I. Mesures fiscales — Volet « dépenses » (mesures agricoles spécifiques)
Déduction pour Épargne de Précaution (DEP) : prorogée et élargie
La DEP permettant à un agriculteur de réduire son bénéfice imposable à condition de constituer en parallèle une forme d’épargne affectée à l’exploitation, est prorogée. L'exonération partielle de la reprise est étendue au cas de survenance d'un aléa économique, à tout cas d'apparition d'un foyer de maladie animale ou végétale, ou encore à un incident environnemental ouvrant droit à une indemnisation dans le cadre d'un programme national ou européen.
Exonération d'IR des indemnités d'abattage sanitaire
Les indemnités d'abattage sanitaire d'animaux affectés à la reproduction sont exonérées d'impôt sur le revenu pour la partie comptablement traitée en plus-values ou en profits sur le stock, sous condition de remploi dans les deux ans de l'indemnité perçue à la reconstitution du cheptel.
Crédit d'impôt Agriculture Biologique : prorogé
Le crédit d'impôt en faveur de l'agriculture biologique est prorogé, et maintenu à 4500€/an pour 3 ans
Crédit d'impôt HVE : prorogé
Le crédit d'impôt en faveur des entreprises agricoles obtenant une certification de Haute Valeur Environnementale (HVE) est prorogé. Pour rappel, il s’agit d’une aide publique soutenant les exploitations engagées dans une démarche d’adaptation aux transitions environnementales et climatiques.
Taxe foncière et bâtiments ruraux : exonération étendue
Les collectivités ont désormais la possibilité d'étendre l'exonération de taxe foncière sur les propriétés bâties applicable aux bâtiments ruraux aux constructions utilisées à la fois pour la production horticole et pour la vente directe de ces mêmes produits.
Modération des valeurs cadastrales locatives
Une modération des valeurs cadastrales locatives est prévue pour les espaces de vente de produits d'origine agricole, notamment horticoles, qui étaient assimilés à tort à des hypermarchés en raison de leur grande surface.

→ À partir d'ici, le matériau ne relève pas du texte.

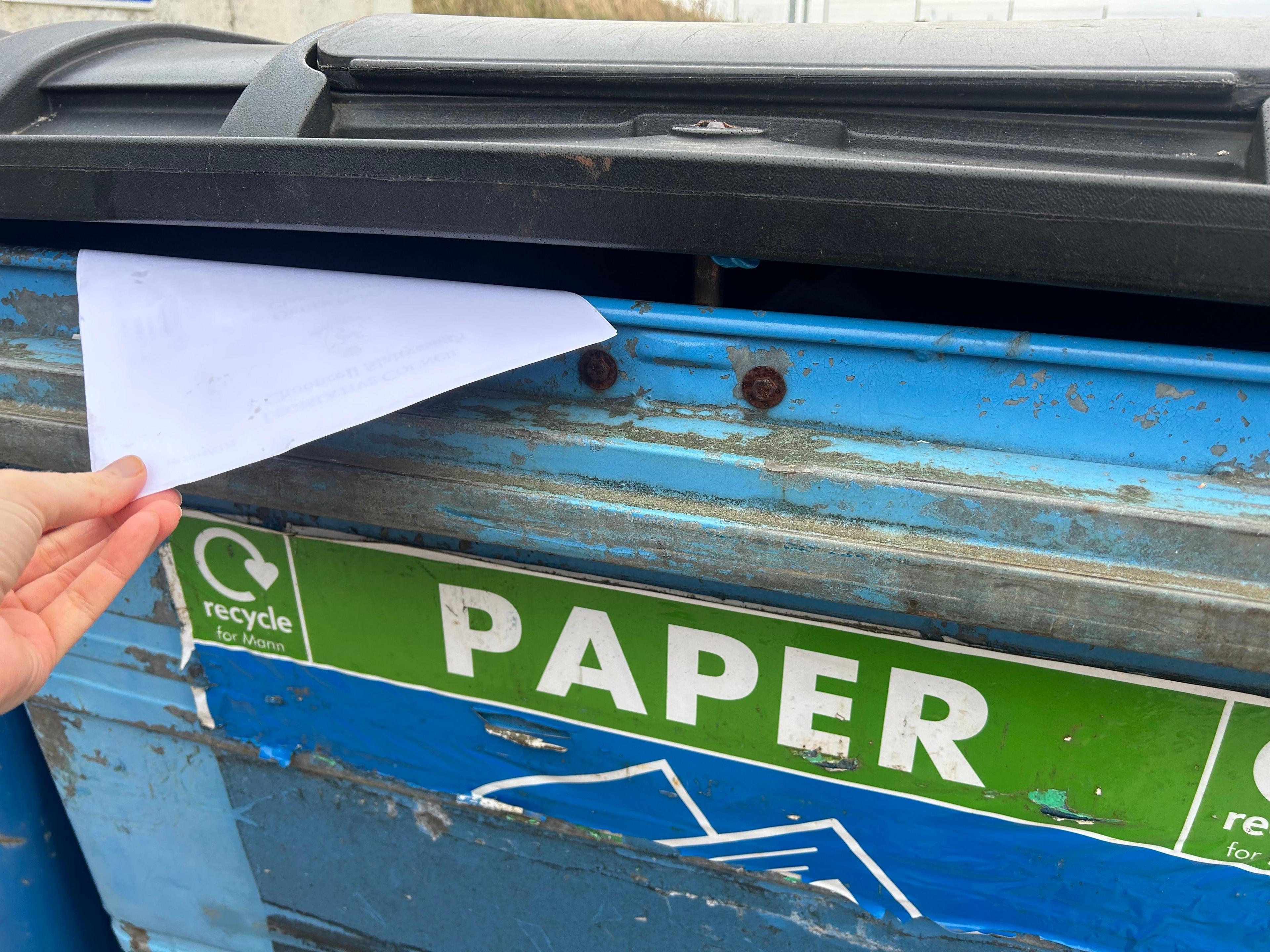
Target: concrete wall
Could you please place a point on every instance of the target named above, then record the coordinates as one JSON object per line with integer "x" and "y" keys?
{"x": 274, "y": 20}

Mesures rétroactives issues de la LFI 2025
La loi de finances 2026 contient des ajustements d'entrée en vigueur, pour les rendre rétroactifs, de deux dispositifs adoptés en loi de finances pour 2025 : la provision pour augmentation de la valeur des stocks de vaches laitières et allaitantes, et le rehaussement des seuils de réduction de l'exonération partielle de droits de mutation à titre gratuit lors de la transmission de biens ruraux.

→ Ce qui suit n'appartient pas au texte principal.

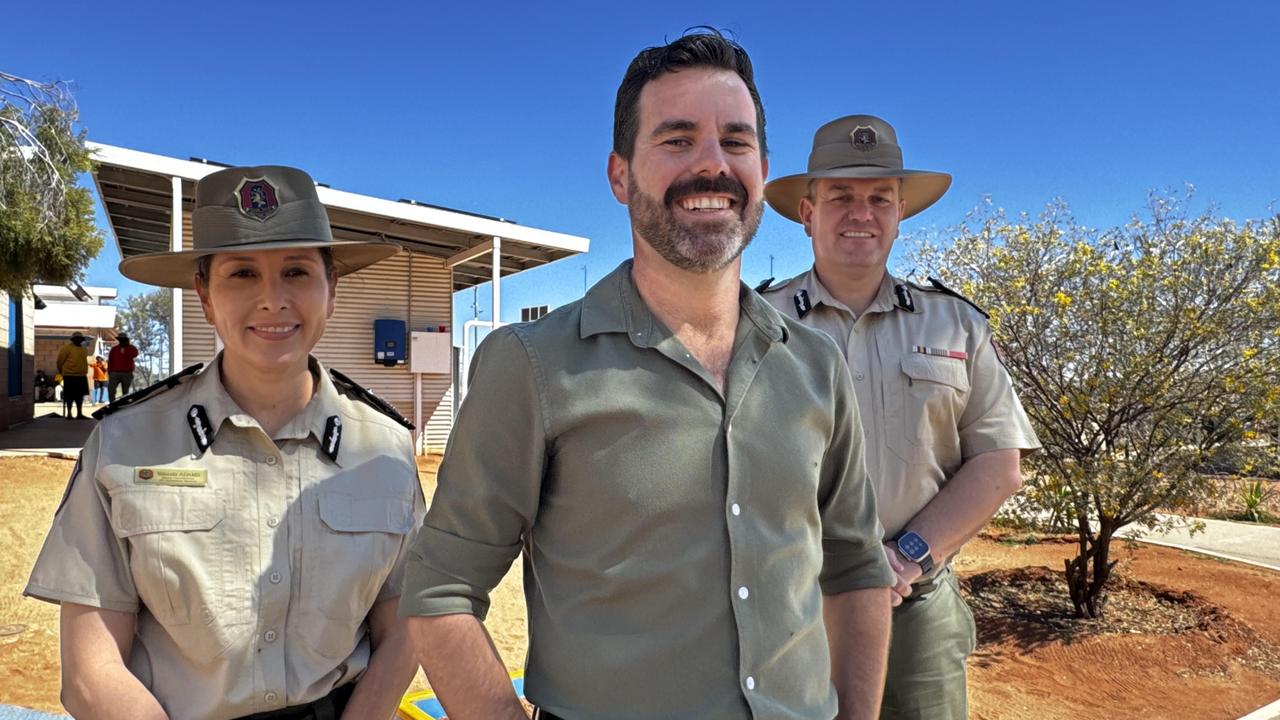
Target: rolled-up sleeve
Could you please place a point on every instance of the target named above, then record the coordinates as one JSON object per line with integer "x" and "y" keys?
{"x": 488, "y": 486}
{"x": 853, "y": 557}
{"x": 82, "y": 559}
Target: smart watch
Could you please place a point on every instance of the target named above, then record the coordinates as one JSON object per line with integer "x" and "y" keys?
{"x": 914, "y": 548}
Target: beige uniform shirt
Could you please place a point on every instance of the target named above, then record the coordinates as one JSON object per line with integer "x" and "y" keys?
{"x": 677, "y": 541}
{"x": 931, "y": 390}
{"x": 251, "y": 565}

II. Mesures fiscales — Volet « recettes »
Taxation des holdings patrimoniales
Une taxation des holdings patrimoniales est créée au taux de 20 %. Elle s'applique sous trois conditions cumulatives :
- un total de bilan supérieur à 5 millions d'euros en valeur vénale,
- une détention à au moins 50 % par une ou plusieurs personnes physiques,
- des revenus passifs représentant plus de la moitié des produits totaux.
L'assiette de cette taxe vise certains biens, et notamment : les chevaux de course et de concours, les vins et alcools, les bateaux de plaisance et aéronefs privés, les véhicules de tourisme non affectés à une activité professionnelle, les bijoux et métaux précieux, ainsi que les logements mis à disposition à titre gratuit ou dans des conditions non conformes au marché à des associés ou membres de leur famille (valeur nette du passif afférent éventuel).
Point d'attention viticulteurs : les vins et alcools sont expressément visés dans l'assiette — vérifiez avec votre conseil si votre structure est concernée.
Resserrement du Pacte Dutreil
Les conditions du Pacte Dutreil sont resserrées selon trois axes : seuls les biens affectés exclusivement à l'activité professionnelle ouvrent droit au dispositif ; en cas de détention indirecte, la fraction correspondant à des actifs non professionnels est exclue ; enfin, l'engagement de conservation individuelle passe de 4 à 6 ans.
Point de vigilance majeur pour toute transmission d'exploitation ou de domaine viticole — anticipez vos projets.
Régime de report d'imposition (article 150-0 B ter)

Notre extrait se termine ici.